M. le président. Quel est l’avis de la commission ?
Mme Céline Boulay-Espéronnier, rapporteure. Le présent amendement vise à prévoir explicitement la possibilité pour la métropole de Lyon de verser une subvention aux librairies.
Il souligne utilement le statut spécifique de la métropole de Lyon, issu de la loi du 27 janvier 2014. Je rappelle cependant que l’article L. 3611-4 du code général des collectivités territoriales prévoit que, pour l’exercice de ses compétences, la métropole de Lyon dispose des mêmes droits et est soumise aux mêmes obligations que les EPCI à fiscalité propre.
Dès lors, il me semble que la précision apportée par l’amendement est superfétatoire, mais il est essentiel que Mme la ministre puisse confirmer ma lecture des textes. Aussi, je sollicite l’avis du Gouvernement sur cet amendement.
M. le président. Quel est l’avis du Gouvernement ?
Mme Roselyne Bachelot, ministre. L’argumentation de la rapporteure est parfaitement pertinente ! Le texte est très clair et répond complètement à la crainte soulevée par M. Dossus. L’amendement est inutile.
L’avis est donc défavorable.
M. le président. Monsieur Dossus, l’amendement n° 5 est-il maintenu ?
M. Thomas Dossus. Non, je le retire, monsieur le président.
M. le président. L’amendement n° 5 est retiré.

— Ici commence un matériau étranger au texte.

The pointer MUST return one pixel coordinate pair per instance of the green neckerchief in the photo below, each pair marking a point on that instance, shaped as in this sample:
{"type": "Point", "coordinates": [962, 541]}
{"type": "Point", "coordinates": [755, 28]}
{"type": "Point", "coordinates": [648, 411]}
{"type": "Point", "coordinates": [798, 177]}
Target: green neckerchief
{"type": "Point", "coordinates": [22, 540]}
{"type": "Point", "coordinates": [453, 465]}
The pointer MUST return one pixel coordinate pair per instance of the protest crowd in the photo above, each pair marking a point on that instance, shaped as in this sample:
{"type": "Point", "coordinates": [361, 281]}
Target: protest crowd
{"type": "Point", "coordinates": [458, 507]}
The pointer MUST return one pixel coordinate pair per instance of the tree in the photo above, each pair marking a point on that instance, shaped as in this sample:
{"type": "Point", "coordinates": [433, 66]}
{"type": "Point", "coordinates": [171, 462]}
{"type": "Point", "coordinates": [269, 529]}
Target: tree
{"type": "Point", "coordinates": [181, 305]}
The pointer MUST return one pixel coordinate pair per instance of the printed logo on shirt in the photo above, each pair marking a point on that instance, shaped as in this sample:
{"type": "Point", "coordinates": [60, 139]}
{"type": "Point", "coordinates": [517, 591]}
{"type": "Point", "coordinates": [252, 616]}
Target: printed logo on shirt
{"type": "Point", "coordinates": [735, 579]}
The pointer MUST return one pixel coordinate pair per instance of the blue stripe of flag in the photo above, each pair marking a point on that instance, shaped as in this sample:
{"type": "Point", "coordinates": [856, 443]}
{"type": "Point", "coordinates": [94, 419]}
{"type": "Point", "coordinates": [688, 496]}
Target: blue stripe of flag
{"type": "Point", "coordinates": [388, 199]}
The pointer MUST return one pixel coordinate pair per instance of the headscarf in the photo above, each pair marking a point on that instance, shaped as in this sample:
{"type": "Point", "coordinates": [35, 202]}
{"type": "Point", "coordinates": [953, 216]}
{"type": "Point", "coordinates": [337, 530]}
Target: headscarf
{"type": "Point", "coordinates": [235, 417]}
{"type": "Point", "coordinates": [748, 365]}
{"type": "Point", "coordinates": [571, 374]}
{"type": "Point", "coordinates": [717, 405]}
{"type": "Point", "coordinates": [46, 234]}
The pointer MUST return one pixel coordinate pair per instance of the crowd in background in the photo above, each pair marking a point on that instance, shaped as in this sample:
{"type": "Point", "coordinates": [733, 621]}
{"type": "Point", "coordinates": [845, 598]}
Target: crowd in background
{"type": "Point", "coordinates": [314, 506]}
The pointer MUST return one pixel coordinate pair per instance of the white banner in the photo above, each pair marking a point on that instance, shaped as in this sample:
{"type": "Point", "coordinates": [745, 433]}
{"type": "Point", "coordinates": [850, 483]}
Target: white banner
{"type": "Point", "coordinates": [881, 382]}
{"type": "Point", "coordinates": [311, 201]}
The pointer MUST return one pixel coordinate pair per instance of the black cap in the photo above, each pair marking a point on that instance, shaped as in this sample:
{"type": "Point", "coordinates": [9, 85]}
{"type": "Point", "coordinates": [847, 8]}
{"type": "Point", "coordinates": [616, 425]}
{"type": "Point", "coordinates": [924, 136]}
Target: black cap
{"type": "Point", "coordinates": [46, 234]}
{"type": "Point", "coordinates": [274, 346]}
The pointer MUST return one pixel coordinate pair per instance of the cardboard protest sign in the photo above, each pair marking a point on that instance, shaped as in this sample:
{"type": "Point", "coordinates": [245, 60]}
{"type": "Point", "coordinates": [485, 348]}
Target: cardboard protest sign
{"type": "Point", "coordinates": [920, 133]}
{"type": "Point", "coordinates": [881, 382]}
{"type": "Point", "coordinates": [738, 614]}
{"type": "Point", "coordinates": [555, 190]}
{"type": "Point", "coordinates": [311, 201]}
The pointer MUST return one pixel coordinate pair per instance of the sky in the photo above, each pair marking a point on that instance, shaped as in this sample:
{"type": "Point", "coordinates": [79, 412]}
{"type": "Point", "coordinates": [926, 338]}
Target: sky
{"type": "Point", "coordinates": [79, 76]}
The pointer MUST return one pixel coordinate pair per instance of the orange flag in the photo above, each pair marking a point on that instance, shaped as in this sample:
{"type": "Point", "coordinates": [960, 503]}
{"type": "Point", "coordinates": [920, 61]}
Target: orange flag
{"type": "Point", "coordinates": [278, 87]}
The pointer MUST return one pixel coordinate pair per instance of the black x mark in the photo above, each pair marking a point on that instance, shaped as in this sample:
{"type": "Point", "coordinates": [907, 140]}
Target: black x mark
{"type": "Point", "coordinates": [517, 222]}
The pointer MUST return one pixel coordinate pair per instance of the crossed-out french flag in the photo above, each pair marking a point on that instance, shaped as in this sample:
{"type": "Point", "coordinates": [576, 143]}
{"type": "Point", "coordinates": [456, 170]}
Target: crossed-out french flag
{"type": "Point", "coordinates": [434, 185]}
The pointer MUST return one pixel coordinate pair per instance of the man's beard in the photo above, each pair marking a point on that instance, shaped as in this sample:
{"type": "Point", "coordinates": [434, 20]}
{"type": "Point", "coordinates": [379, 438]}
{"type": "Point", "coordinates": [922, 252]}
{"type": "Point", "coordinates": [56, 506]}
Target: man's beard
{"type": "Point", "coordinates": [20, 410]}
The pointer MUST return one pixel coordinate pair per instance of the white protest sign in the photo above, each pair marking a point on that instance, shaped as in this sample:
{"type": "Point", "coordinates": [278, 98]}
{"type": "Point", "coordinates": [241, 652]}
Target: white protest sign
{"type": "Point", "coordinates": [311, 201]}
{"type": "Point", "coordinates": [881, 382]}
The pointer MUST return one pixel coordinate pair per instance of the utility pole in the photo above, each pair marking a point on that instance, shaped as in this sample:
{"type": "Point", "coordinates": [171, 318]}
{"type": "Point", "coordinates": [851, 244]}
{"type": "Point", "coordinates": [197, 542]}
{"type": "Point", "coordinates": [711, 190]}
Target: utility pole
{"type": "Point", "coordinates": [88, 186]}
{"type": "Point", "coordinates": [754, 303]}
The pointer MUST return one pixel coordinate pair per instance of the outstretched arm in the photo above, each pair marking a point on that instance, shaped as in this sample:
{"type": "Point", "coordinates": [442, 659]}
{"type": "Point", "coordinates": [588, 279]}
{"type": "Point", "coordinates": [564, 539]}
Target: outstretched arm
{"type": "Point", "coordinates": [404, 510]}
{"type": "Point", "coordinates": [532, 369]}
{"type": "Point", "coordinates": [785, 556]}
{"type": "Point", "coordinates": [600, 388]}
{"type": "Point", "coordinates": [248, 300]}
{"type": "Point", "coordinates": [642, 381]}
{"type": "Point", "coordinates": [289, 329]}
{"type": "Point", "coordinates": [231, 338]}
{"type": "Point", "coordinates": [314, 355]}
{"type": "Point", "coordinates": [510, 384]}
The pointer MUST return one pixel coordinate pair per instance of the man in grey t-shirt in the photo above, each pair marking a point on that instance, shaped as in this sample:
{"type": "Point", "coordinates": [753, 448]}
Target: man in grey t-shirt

Je mets aux voix l’article 2.
(L’article 2 est adopté.)
Article 3
I. – Le code de la propriété intellectuelle est ainsi modifié :
1° L’article L. 132-15 est ainsi modifié :
a) Après le troisième alinéa, il est inséré un alinéa ainsi rédigé :
« Lorsque la cessation d’activité de l’entreprise d’édition est prononcée, soit conséquemment à une décision judiciaire de liquidation, soit du fait d’une cessation d’activité volontaire, un état des comptes à date de la cessation est produit et adressé à chaque auteur sous contrat avec l’entreprise. Cet état des comptes doit faire apparaître le nombre d’exemplaires des ouvrages vendus depuis la dernière reddition des comptes établie, le montant des droits dus à son auteur au titre de ces ventes, ainsi que le nombre d’exemplaires disponibles dans le stock de l’éditeur. L’éditeur en cas de cession volontaire ou le liquidateur en cas de décision judiciaire de liquidation fournit à l’auteur les informations qu’il a recueillies auprès des distributeurs et des détaillants sur le nombre d’exemplaires restant disponibles. » ;
b) Le quatrième alinéa est ainsi modifié :
– le mot : « trois » est remplacé par le mot : « six » ;
– après le mot : « prononcée, », la fin est ainsi rédigée : « le contrat est résilié de plein droit. » ;
2° Après l’article L. 132-17-1, il est inséré un article L. 132-17-1-1 ainsi rédigé :
« Art. L. 132-17-1-1. – Dans le cas d’une édition d’un livre sous forme imprimée, les parties peuvent convenir d’une provision pour retours d’exemplaires invendus. Le contrat d’édition détermine alors le taux et l’assiette de la provision ou, à défaut, le principe de calcul du montant de la provision à venir. » ;
3° L’article L. 132-17-3 est ainsi modifié :
a) Le 1° du I est complété par les mots : « et, si le contrat d’édition prévoit une provision pour retours d’exemplaires invendus, le montant de la provision constituée et ses modalités de calcul » ;
b) Avant le dernier alinéa du même I, il est inséré un alinéa ainsi rédigé :
« Les droits issus de l’exploitation de plusieurs livres d’un même auteur régis par des contrats d’édition distincts ne peuvent pas être compensés entre eux sauf convention contraire distincte des contrats d’édition, et conclue dans les conditions prévues par l’accord rendu obligatoire mentionné à l’article L. 132-17-8. » ;
4° Le II de l’article L. 132-17-8 est ainsi modifié :
a) Le 4° est complété par les mots : « et les dérogations contractuelles relatives à la compensation des droits issus de l’exploitation de plusieurs livres » ;
b) Il est ajouté un 10° ainsi rédigé :
« 10° De l’article L. 132-17-1-1 relatives aux conditions de constitution des provisions pour retours d’exemplaires invendus. » ;
5° La section 1 du chapitre II du titre III du livre Ier de la première partie est complétée par une sous-section 3 ainsi rédigée :
« Sous-section 3
« Dispositions particulières applicables à l’édition d’une œuvre musicale
« Art. L. 132-17-9. – Les accords relatifs aux obligations respectives des auteurs et des éditeurs de musique, à la sanction de leur non-respect et traitant des usages professionnels, conclus entre les organisations professionnelles représentatives des auteurs et les organisations professionnelles représentatives des éditeurs de musique, peuvent être étendus à l’ensemble des intéressés par arrêté du ministre chargé de la culture. »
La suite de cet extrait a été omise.